Is Burnett blaming America for the piracy? Certainly seems that he is. But what he really wants is to throw in the towel and invite the terrorists into the newest "new" Somalia government:
It is evident that no nation can impose its will on Somalia; the colonial British and Italians learned the hard way. And certainly no nation can force Somalis to stop the best business in town. But if the West really hopes to eliminate the scourge of piracy in these strategic shipping lanes, then it should consider involving the courts union, the only entity that has proved it could govern the country, and its militant wing, Al Shabaab, in a new government.

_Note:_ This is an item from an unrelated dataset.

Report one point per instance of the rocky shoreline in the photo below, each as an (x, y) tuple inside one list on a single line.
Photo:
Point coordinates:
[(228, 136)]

If there is movement to talk to the Taliban in Afghanistan, then there should be some effort to talk to the fundamentalists in Somalia. If the Islamists were permitted to form a viable, functioning and effective government, this shattered land might be able to return to the community of nations — and supertankers will be able to deliver oil to the United States without fear of getting hijacked.
Um - does anyone else think this very well may be the looniest, the nuttiest, the most outrageously stupid idea to come down the pike from anyone in a while?
It fails on so many levels that the entire edifice of Burnett's logic is hanging in mid-air with only his warm exhalations under it to keep it aloft. Aside from giving al-Qaeda a ready made base in a tellingly strategic part of the world, what gives us the right to condemn the Somali people to the brutality inherent in an Islamist system of government? The idea that the Courts will only be "part" of the government will last only as long as the rest of the parties and ministers can avoid being beheaded for their apostasy in opposing the jihadists.
Talking to the Taliban in Pakistan is not our doing nor do we necessarily endorse it. Afghanistan is a sovereign country and the US view is that if President Karzai wants to talk with those trying to overthrow him, it is an internal Afghan matter.
But agitating for the placement of the allies of terrorists into a government we would recognize is beyond stupid, beyond, idiotic, and enters the sublime milieu of Chamberlain at Munich or FDR at Yalta. Suggesting that we hand our enemies an advantage when there are other alternatives (taking out pirate infrastructure could be done if the will is there) marks Burnett as a defeatist, an appeaser, and an ignoramus of the first order.